Önce MESS lokavt kararı aldı, ardından hükümet grev ve lokavtı yasakladı. MESS, OHAL uygulamalarına ve savaş gündeminin baskılarına yaslanarak işçilere kölelik anlamına gelen %3 zam ve 3 yıllık sözleşmeyi dayattı. İşçilerin yoğun tepkisi ve omuz omuza kararlı duruşu, 2015 mayısında gelişen metal fırtınadan korkan Türk-Metal’e adım attırmıştır. 2015 yılında olduğu gibi tekrar işçilerle karşı karşıya gelmekten korkan Türk-Metal, fabrika içinde ve dışında eylemler ve yürüyüşler düzenlemek zorunda kaldı. Çelik-İş ve Birleşik-Metal de örgütlü oldukları fabrikalarda buna benzer girişimlerde bulundu. Afrin işgaliyle birlikte, Türk-Metal ve Çelik-İş hükümetin yanında olduğunu belirtti ve bu operasyona destek için eylemlerini sonlandıracaklarını açıkladılar.İşçi sınıfına milliyetçilik ve militarizm zehiri aşılayarak, grev sorumluluğundan kurtulmayı amaçladıklarını gördük. Birleşik-Metal ise grev yasağını tanımadığını, 2 Şubat’ta greve çıkacağını ilan etmişti.Grev yasağına karşı işçi sınıfının kararlılığı, MESS’i korkutmuştur. 60 günlük erteleme süresi ve ardından başlayacak olan yeni müzakere sürecini beklemeden sendikaları tekrar görüşme masasına çağırmışlardır. Önce Türk-Metal MESS ile sözleşme imzalayarak, bu sözleşmenin büyük bir zafer olduğunu ilan etti. Bir gün sonra Birleşik-Metal, neredeyse Türk-Metal’in fotokopisi olan sözleşmeye imza attı: MESS’in uzun süredir dayattığı , % 3 zamma ve 3 yıllık sözleşmeye karşılık , sendikalar % 24 zam ve 2 yıllık sözleşme maddelerini kabul ettirdiler. Sol hareketler bu süreci kazanım ve zafer olarak tanımlamaktalar. Türk-Metal’i her fırsatta eleştiren ancak bu süreçte onların imzaladığı sözleşmenin neredeyse fotokopisi olan bir sözleşmeyi imzalayan Birleşik-Metal’in büyük zafer kazandığını ve grev yasaklarına direndiğini iddia etmekteler.
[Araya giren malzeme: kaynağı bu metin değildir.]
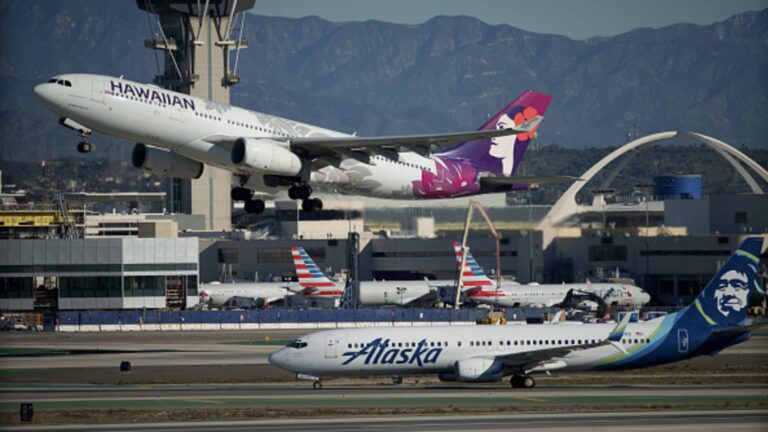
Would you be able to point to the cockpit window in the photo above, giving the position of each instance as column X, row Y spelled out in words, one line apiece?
column 298, row 344
column 61, row 82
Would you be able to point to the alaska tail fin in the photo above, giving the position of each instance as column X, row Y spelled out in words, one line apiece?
column 314, row 282
column 502, row 155
column 725, row 299
column 474, row 276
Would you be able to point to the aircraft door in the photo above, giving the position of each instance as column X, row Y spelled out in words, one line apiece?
column 331, row 342
column 98, row 90
column 682, row 341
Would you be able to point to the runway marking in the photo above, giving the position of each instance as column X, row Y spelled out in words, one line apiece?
column 530, row 399
column 203, row 401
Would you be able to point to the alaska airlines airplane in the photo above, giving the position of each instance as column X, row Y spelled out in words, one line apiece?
column 314, row 284
column 481, row 289
column 217, row 294
column 716, row 320
column 177, row 135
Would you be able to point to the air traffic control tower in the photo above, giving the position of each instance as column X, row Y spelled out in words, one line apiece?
column 194, row 37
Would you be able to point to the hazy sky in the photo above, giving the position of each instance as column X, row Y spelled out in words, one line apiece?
column 578, row 19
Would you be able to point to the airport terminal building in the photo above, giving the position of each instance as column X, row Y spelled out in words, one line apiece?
column 79, row 274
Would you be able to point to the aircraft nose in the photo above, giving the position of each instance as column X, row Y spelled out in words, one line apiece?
column 277, row 358
column 39, row 91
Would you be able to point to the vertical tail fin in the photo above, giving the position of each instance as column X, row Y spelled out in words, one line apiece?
column 725, row 299
column 502, row 155
column 314, row 282
column 474, row 276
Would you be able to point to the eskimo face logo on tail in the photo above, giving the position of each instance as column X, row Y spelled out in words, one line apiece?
column 732, row 294
column 382, row 352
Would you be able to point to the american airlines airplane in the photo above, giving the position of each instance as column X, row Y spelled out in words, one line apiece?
column 218, row 294
column 481, row 289
column 314, row 284
column 716, row 320
column 177, row 135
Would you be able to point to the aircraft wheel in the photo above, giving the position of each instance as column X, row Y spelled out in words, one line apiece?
column 84, row 147
column 254, row 206
column 528, row 381
column 301, row 191
column 292, row 193
column 313, row 204
column 240, row 194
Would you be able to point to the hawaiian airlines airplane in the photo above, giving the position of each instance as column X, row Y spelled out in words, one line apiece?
column 481, row 289
column 371, row 293
column 716, row 320
column 177, row 135
column 217, row 295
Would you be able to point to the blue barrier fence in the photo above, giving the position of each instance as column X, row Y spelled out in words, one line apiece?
column 268, row 316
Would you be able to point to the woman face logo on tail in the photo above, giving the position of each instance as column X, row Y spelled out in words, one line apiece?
column 504, row 147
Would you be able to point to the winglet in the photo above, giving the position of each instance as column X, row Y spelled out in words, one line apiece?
column 618, row 332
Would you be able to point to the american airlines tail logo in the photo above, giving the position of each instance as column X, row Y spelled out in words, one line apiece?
column 378, row 352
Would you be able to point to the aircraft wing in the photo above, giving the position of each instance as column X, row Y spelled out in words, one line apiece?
column 536, row 356
column 517, row 180
column 408, row 142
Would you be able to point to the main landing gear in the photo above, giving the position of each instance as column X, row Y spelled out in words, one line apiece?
column 255, row 206
column 522, row 381
column 303, row 192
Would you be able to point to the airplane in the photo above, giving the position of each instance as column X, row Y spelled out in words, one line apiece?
column 481, row 289
column 715, row 320
column 315, row 284
column 217, row 295
column 176, row 135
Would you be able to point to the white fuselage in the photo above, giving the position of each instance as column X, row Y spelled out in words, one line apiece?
column 218, row 294
column 547, row 295
column 191, row 128
column 398, row 351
OHAL Süreci ve Sendikal Bürokrasi
OHAL süreciyle birlikte, her ne kadar işçi sınıfının mücadelesine yönelik ağır baskılar gündeme geldiyse de 2017 yılında işçi mücadeleleri giderek yükselen bir grafik izledi. 2017 yılında işçi sınıfı grev yasaklarına karşı, yasağı tanımayan fiili meşru mücadele alanları yaratmıştır. Tüm toplumsal muhalefetin baskı altına alındığı bu koşullarda,ekonomik temellerle başlayan bir işçi mücadelesinin kitleselleşmesiyle birlikte siyasal bir mücadeleye evrilme potansiyeli oldukça yüksektir. İşsizliğin ve yoksulluğun çığ gibi büyümesiyle; İş-Kur, Meclis, belediyeler gibi devlet kurumları önünde, kendini yakma, intihar girişimi benzeri eylemler gündeme geldi.Bu gibi olayların sıklıkla ortaya çıkması, sosyal patlamalara dönüşebilecek dinamiklerin habercisidir.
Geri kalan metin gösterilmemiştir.